В гостинице, куда он уже ранее приходил, хозяин встретил его, как старого знакомого, поселил в самую лучшую комнату и пошутил, что предоставляет ему скидку, но, будучи человеком практичным и дальновидным, предупредил учителя, что лучше все-таки снять где-нибудь в городе комнату или квартиру, и предложил помочь ему похлопотать насчет пенсии по инвалидности, поинтересовавшись, какие бумаги ему дали при выписке из больницы. Учитель протянул ему выписной эпикриз, и тот, цокая языком и кивая головой из стороны в сторону, заявил, что при таких бумагах точно дадут первую группу инвалидности и назначат пенсию тысяч двенадцать, а то и пятнадцать.

– Двенадцать? – переспросил учитель.

– Да, – ответил тот, – не меньше, но этих денег в городе хватит, чтобы снимать комнату и как-то жить, а если еще работу найдешь, то будешь вообще олигархом. – И засмеялся собственной шутке.

– У меня зарплата была двенадцать тысяч, – ответил он, – работая учителем. Оказывается, надо было просто выбить себе глаз и получать пенсию, чтобы не учиться и не работать.

– Ну и юмор у тебя, – ответил хозяин гостиницы. – Нет в мире пенсий, за которые можно отдать глаз. Так что подумай. А завтра я постараюсь тебе найти съемное жилье. Ужин за счет заведения, – буркнул он и вышел из комнаты. На следующий день тот действительно подыскал учителю комнату недалеко от гостиницы в неплохом районе города, почти в центре, но в общем дворе. Придя по адресу, он сначала не мог сориентироваться во дворе, когда-то принадлежавшем одной семье, а затем, видимо, по какой-то причине распроданной по частям разным людям, которые в свою очередь приспосабливали его под себя, перепродавая или деля по наследству, пока дом не стал похожим на улей, хаотично застроенном разного рода пристройками, балконами, гаражами показывая всем своим видом, что новые хозяева боролись за каждый квадратный сантиметр полезной площади.

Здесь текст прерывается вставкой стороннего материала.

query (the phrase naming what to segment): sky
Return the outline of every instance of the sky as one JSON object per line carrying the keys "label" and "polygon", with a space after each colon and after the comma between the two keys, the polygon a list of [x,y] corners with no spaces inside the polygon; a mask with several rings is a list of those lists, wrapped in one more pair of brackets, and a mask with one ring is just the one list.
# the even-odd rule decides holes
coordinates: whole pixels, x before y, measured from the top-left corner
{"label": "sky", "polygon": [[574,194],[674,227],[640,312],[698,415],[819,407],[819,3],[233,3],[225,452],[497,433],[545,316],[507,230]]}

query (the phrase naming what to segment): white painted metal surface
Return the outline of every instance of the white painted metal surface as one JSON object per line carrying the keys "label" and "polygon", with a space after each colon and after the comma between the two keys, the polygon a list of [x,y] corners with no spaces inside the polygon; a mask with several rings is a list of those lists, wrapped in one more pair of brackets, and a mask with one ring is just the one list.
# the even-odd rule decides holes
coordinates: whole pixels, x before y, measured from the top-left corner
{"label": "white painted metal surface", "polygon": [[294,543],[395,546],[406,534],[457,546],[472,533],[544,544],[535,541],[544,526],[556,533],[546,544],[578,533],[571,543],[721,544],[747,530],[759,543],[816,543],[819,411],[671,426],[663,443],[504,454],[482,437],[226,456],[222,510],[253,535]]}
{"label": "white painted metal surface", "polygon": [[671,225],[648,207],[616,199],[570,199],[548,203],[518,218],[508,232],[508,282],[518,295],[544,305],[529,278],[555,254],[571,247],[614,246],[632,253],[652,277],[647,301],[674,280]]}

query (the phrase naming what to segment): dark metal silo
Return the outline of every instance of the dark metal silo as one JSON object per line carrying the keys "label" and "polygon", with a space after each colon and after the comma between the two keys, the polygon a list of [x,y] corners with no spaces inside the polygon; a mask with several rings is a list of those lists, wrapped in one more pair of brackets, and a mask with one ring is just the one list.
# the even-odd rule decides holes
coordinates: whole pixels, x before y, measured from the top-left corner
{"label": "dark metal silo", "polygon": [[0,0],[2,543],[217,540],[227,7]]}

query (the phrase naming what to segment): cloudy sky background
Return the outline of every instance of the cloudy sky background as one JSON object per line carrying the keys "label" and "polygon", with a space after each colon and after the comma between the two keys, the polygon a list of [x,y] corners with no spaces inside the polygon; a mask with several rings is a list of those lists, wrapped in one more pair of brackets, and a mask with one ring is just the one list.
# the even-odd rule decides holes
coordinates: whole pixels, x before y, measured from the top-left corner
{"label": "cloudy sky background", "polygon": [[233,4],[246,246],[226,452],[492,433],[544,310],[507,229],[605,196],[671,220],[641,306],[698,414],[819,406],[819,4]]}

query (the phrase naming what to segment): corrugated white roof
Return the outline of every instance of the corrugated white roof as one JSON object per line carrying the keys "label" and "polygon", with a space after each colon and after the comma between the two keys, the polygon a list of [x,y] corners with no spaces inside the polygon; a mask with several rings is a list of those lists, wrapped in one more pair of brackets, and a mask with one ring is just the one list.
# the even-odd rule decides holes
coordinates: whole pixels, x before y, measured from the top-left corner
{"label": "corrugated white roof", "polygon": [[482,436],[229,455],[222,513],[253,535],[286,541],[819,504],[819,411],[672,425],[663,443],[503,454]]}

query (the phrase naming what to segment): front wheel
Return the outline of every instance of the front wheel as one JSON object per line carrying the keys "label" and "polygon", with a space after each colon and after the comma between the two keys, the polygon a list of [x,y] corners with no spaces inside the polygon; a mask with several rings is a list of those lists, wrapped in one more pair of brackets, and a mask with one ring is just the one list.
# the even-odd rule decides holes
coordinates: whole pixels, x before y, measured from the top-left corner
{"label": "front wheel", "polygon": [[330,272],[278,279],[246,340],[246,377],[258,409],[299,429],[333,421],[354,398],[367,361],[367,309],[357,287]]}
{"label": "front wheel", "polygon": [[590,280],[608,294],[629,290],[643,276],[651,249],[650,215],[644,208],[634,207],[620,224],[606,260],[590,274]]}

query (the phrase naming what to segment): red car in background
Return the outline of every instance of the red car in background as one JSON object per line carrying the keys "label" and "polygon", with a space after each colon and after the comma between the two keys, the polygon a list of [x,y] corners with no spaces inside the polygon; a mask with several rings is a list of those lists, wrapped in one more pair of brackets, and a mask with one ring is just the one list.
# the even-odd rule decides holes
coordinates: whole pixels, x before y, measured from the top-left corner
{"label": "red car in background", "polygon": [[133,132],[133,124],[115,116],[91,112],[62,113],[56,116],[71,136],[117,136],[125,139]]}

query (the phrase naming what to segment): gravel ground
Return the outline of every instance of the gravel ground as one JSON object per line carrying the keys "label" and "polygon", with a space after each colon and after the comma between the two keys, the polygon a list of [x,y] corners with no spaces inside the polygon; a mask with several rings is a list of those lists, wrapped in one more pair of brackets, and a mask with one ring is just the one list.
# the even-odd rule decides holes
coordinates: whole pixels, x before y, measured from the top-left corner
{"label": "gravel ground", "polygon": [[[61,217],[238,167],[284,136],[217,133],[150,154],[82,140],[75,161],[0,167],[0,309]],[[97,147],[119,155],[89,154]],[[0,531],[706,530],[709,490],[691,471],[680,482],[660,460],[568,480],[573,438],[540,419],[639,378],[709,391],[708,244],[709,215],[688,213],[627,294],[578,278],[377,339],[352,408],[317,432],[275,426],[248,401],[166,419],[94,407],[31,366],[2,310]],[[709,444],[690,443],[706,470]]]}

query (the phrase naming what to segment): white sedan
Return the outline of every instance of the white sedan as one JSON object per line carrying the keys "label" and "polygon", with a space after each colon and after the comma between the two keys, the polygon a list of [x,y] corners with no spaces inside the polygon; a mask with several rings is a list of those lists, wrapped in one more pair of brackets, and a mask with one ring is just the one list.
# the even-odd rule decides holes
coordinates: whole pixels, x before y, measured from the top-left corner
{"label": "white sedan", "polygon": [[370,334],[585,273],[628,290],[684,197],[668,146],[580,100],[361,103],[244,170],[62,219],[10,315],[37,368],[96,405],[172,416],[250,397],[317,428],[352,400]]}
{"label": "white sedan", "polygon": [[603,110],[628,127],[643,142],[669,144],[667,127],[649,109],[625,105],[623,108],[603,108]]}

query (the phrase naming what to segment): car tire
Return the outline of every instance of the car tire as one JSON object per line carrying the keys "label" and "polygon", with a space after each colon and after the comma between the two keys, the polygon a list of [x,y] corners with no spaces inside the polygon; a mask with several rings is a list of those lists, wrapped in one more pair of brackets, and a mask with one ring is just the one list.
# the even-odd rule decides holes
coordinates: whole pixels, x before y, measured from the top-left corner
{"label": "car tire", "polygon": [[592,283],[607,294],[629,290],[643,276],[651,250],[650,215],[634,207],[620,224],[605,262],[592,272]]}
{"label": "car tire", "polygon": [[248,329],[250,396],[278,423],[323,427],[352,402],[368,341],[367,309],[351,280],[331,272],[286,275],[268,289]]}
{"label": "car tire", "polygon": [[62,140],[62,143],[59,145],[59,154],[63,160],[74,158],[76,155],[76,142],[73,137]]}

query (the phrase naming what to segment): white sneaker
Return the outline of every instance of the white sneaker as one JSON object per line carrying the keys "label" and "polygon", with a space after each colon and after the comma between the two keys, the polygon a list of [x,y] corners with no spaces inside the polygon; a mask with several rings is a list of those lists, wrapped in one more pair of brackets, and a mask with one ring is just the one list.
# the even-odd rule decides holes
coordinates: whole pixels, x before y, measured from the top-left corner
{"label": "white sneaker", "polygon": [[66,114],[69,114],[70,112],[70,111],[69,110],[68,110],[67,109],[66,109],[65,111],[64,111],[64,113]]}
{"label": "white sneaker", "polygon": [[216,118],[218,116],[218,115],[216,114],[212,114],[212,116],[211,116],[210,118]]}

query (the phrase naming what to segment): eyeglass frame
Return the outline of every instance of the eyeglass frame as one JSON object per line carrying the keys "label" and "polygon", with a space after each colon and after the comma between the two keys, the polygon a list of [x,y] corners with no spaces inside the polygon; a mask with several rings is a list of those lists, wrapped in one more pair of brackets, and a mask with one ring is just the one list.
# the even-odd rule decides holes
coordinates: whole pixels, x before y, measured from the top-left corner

Он оглядел двор, высившийся в центре двора туалет с покосившимися и выцветшими дверями, возле которого торчал водопроводный кран с непрерывно льющейся водой, кучу строительного мусора, состоявшего в основном из битого стекла, кирпича, картона и всякого другого хлама, вершину которого венчал ржавый велосипедный руль, на котором по случайному недоразумению или ненадобности остался прикрепленным круглый звонок из нержавейки с блестящей отполированной ручкой и молоточками. Услышав стук ударившегося ведра, он повернулся направо и заметил старуху, возившуюся у крана с водой.

«Салам алейкум, уважаемая, – сказал он, обращаясь к ней, – вы не знаете тут женщину по имени Марьям, она, вроде как комнату сдает?» Старуха внимательно оглядела его с ног до головы, словно оценивая его финансовые возможности, и, видимо, составив по внешнему виду свое собственное впечатление о доходах собеседника, ответила: «Марьям – это третья дверь, только, сынок, комната у нее дорогая, пять тысяч в месяц, не дороговато ли для тебя? У меня тоже есть комната, сдаю за три пятьсот».

«Давайте я сначала посмотрю условия у Марьям, а потом взгляну и на вашу комнату», – ответил он.

«Какие еще условия, – ответила старуха. – Туалет у нас во дворе, общий, вода вот тут, – показала она на кран, – тоже общая, ну, если хочешь, иди посмотри, вон третья дверь», – показала она на бежевые двустворчатые двери в пристройке из силикатного кирпича. Постучав в дверь, он услышал приглашение войти, и, толкнув дверь, оказался в узком тамбуре, где негде было ступить из-за обуви, разбросанной на полу. «Сколько можно говорить этим людям, чтобы обувь свою клали в шкаф, – возмущенно сказала вышедшая на встречу пожилая и довольно-таки полная женщина, закутанная в теплый оренбургский платок, перевязанный крест-накрест, как пулемётные ленты на каком-нибудь вояке из старого фильма о революционных матросах, и поздоровалась с ним. – Здравствуйте, вы, что ли, Махмуд?»